Where the paint has stood for two or three years and one coat is to be given over a shade similar to the one already on the building, the surface should be thoroughly cleaned with a wire brush or broom, then thoroughly dusted. It is sometimes necessary to wash the surface with sponge and water to remove the smoke and dirt, which otherwise will work up through the paint, changing the color and making un-uniform shades. It is almost impossible to brush dirt streaks out and the only way to get the work in condition for painting is to first wash the surface with water. Allow time for the surface to dry, then, if the wear of the paint is found to be uniform, one coat mixed to a good consistency with a full oil reduction and sufficient turpentine to assist the working will make a satisfactory job. If, however, upon examination the paint is found to be weather-beaten or wearng off in spots on the exposed parts, the building will have to be touched up on these exposed portions and a coat of paint applied to the entire surface to even it up; otherwise it will be spotted when the paint has dried out, making an unsatisfactory job.

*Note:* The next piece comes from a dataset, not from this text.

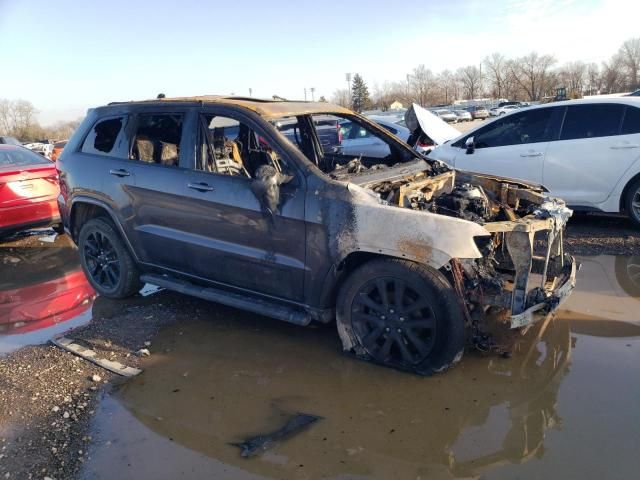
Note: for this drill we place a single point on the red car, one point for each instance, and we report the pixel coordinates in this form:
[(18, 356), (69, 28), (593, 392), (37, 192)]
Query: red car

If the paint has not worn down to the wood and is only worn off to the undercoats which are solid, mix the paint with half turpentine and half oil, go over the exposed portions of the building with a smooth, even coat, and as soon as hard dry give the entire surface a coat of paint mixed to a good heavy consistency, as before directed. The paint should dry out even, thus making satisfactory work.

As all portions of a building do not have uniform exposure, it is very hard to find a surface where one coat will produce satisfactory work over the entire building. On the most severely exposed parts of a building, the paint will naturally show more wear than on the protected parts and these exposed parts will need to be touched up or painted over to even them up with the less exposed portions.